When he returned north, he travelled via Milan, Genoa, Albisola (a ceramics center where he again earned money painting ceramics), Turin (where he met the Haarlem painter Jan Kraeck), and Lyon (via a mountain pass where his pants froze to the summit rock). From there he travelled to Paris, where he met a painter from Leiden, and from there he went to Rouen, where he became mortally ill but was saved by a woman who bandaged his head.
There he boarded a ship homewards and was back in Haarlem in 1590, the year he married, before travelling to Danzig (now Gdańsk) to visit his uncle, Frederick Henricksz, who was city architect there, and where he painted an altarpiece.

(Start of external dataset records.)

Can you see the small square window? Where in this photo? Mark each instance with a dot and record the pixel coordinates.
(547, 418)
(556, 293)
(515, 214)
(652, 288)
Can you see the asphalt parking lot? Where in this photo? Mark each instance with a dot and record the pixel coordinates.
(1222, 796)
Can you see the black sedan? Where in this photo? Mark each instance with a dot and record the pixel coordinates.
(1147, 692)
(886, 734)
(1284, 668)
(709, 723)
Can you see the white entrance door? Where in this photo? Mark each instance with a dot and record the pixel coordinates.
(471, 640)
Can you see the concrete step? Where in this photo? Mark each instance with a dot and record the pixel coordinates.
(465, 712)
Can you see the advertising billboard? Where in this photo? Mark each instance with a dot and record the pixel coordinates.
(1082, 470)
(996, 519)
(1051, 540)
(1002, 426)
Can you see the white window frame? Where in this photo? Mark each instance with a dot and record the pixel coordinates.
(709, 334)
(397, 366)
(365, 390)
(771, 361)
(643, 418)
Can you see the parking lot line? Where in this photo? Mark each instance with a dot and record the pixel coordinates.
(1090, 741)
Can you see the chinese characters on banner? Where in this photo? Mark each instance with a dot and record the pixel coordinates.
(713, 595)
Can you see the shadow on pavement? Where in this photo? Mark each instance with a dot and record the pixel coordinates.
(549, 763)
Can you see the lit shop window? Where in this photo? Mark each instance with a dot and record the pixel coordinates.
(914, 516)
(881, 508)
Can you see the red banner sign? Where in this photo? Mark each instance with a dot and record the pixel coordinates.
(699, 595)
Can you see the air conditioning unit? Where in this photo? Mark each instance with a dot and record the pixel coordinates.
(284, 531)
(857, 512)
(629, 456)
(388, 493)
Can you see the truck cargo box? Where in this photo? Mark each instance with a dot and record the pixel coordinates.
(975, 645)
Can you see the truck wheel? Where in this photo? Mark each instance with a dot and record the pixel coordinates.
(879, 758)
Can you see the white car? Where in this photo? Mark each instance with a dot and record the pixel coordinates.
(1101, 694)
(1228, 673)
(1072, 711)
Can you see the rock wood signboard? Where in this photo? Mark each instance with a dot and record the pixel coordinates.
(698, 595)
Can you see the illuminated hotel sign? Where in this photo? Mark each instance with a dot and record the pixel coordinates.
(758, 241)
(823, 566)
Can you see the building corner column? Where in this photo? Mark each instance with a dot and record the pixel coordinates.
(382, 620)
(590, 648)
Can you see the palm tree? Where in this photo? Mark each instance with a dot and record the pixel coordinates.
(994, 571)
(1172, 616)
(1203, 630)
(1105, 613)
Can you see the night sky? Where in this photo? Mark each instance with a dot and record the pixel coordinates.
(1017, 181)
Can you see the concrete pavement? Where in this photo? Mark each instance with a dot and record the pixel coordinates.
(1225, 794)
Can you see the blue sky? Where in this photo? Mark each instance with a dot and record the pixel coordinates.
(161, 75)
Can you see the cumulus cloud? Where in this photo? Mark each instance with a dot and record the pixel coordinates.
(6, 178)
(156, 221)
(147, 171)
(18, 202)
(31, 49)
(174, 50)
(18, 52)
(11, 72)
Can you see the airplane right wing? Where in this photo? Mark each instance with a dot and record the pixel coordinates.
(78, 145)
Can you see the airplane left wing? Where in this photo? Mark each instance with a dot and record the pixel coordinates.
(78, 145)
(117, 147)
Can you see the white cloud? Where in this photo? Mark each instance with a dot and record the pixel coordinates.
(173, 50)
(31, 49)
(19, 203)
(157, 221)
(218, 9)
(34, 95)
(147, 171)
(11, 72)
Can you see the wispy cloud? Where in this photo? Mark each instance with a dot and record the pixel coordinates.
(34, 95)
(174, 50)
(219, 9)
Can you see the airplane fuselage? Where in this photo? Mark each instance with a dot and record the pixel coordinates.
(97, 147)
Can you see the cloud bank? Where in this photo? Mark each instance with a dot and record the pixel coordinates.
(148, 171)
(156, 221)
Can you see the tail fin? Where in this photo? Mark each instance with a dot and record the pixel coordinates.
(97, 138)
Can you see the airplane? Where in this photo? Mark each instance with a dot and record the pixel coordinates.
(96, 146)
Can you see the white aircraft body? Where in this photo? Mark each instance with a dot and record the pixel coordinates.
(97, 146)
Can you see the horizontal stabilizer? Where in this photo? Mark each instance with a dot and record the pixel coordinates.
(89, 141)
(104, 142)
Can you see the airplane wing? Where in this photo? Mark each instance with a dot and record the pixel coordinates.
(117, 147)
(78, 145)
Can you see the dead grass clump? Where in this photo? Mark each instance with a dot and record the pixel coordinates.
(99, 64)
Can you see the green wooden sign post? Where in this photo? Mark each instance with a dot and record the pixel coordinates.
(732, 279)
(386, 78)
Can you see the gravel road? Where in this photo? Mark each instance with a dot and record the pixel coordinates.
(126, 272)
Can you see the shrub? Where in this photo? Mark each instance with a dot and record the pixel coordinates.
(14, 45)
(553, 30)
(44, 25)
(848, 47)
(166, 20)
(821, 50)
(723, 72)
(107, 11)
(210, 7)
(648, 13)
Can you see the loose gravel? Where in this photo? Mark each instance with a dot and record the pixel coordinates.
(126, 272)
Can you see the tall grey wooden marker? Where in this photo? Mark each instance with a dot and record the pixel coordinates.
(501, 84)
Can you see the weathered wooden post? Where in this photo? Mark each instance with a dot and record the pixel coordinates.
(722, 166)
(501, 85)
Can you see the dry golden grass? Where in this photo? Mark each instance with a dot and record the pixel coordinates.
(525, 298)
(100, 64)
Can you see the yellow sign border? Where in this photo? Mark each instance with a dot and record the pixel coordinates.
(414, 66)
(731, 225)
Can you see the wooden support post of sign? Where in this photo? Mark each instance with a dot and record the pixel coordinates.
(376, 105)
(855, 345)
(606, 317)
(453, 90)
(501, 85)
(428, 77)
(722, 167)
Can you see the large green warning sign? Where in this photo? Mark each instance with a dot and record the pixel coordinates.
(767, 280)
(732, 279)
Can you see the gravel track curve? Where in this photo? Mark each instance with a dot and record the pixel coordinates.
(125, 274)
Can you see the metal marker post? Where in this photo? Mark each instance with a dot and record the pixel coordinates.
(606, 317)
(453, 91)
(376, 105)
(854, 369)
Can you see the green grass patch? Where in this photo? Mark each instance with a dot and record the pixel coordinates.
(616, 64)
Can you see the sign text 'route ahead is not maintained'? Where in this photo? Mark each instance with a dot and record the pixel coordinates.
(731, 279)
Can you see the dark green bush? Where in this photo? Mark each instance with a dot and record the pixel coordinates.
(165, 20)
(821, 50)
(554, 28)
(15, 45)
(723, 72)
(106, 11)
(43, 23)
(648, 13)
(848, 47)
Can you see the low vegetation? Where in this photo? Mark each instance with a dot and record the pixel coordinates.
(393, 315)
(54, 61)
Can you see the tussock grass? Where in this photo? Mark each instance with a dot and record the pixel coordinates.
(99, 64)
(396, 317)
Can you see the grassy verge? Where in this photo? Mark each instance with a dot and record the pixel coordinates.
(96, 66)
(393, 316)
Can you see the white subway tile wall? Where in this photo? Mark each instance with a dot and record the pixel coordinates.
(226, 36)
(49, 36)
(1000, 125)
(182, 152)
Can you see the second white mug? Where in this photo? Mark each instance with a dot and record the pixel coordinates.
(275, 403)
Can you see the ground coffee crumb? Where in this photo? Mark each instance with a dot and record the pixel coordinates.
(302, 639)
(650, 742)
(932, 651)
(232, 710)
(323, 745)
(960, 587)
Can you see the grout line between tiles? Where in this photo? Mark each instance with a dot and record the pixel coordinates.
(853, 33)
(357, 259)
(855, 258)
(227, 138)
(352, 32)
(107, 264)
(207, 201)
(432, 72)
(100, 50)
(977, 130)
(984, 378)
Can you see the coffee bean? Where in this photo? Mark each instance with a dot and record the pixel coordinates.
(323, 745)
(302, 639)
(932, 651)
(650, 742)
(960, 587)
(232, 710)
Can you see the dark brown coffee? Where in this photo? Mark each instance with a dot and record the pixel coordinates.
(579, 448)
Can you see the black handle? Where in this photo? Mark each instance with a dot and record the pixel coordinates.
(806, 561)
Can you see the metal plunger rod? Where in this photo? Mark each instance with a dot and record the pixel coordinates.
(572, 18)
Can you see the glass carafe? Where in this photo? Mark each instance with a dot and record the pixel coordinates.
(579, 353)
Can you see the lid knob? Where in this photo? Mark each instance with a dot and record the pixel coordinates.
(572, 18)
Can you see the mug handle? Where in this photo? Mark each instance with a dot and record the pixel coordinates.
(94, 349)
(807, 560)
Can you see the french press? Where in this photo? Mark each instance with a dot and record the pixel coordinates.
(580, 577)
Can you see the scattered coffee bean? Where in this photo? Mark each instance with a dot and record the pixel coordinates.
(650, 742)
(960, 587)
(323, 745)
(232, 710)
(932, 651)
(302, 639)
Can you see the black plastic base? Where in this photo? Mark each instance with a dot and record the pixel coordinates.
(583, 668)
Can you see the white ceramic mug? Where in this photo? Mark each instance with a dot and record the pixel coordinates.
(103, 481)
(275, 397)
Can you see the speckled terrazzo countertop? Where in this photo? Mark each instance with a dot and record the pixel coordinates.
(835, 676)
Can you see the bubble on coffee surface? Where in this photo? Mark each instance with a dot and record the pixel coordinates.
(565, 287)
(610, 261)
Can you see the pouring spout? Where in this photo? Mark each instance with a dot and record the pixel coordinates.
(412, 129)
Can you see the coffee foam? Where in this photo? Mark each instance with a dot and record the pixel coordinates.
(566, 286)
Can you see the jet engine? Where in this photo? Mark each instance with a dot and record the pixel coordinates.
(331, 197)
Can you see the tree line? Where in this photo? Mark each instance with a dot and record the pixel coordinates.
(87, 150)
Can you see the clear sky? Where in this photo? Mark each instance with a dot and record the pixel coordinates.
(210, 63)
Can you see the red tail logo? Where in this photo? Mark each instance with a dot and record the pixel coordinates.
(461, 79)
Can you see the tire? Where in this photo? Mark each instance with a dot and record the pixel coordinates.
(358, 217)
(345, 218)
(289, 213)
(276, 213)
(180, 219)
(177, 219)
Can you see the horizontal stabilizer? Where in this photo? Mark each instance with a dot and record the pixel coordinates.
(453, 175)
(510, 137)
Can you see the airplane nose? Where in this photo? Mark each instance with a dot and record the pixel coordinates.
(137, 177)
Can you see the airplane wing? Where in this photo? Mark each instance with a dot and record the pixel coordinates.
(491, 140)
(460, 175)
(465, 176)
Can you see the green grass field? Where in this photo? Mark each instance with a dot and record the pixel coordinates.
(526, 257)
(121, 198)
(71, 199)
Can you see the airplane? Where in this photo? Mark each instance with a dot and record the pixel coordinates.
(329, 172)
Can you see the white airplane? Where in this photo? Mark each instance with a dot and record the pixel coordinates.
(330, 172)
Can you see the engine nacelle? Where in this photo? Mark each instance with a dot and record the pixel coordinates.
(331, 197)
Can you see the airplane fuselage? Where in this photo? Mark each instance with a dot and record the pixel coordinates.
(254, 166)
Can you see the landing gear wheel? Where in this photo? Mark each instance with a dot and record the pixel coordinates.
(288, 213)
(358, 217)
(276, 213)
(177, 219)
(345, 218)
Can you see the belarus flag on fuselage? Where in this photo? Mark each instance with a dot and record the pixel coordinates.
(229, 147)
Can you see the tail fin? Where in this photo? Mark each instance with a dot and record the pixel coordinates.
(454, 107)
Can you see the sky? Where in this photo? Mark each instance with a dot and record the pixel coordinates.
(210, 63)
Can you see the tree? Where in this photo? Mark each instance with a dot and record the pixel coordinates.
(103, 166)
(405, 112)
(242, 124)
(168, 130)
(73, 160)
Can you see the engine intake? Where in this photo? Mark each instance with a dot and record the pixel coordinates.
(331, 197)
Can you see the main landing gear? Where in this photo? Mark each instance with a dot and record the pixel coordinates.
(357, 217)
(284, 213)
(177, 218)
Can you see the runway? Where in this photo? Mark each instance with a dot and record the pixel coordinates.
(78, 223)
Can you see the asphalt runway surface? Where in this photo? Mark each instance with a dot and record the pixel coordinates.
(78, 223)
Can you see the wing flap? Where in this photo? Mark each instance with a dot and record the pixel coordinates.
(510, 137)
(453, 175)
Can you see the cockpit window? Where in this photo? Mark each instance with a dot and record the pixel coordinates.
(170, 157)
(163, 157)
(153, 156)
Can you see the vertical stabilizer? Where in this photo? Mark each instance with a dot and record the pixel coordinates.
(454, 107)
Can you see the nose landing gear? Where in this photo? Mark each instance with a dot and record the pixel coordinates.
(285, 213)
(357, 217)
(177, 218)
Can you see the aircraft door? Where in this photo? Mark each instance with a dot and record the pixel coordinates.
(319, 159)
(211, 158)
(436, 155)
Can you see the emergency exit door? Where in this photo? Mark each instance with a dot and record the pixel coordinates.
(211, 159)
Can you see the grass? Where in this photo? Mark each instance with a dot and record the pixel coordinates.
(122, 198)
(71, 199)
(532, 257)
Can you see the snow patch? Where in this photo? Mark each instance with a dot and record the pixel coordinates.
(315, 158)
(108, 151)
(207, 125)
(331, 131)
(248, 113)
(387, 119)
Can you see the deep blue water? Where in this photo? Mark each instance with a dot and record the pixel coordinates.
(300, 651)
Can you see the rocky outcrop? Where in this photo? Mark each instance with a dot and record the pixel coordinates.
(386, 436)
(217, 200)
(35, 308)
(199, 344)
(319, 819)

During his next journey, this time to Portugal, he survived shipwreck, but was threatened with execution as "an English pirate" - from which he was saved by being recognized as a Catholic from his salvaged devotional paintings, which convinced the monks on the beach that he and his companions were not "heathen Protestants" (Vroom, having been to Italy, had coached his fellow survivors in the catechism). Having been granted free passage, Vroom travelled to St. Huves (Setubal), where he recorded his adventures in a painting that he sold to a painter there.
When he decided to return to Haarlem, he got off the ship at the last minute due to a premonition, being called a "crazy painter". The ship sank in the Øresund near Helsingor and in Haarlem Vroom was reported dead. However, he had written to his wife, who thus discovered he was still alive. He eventually died in Haarlem, in his late seventies.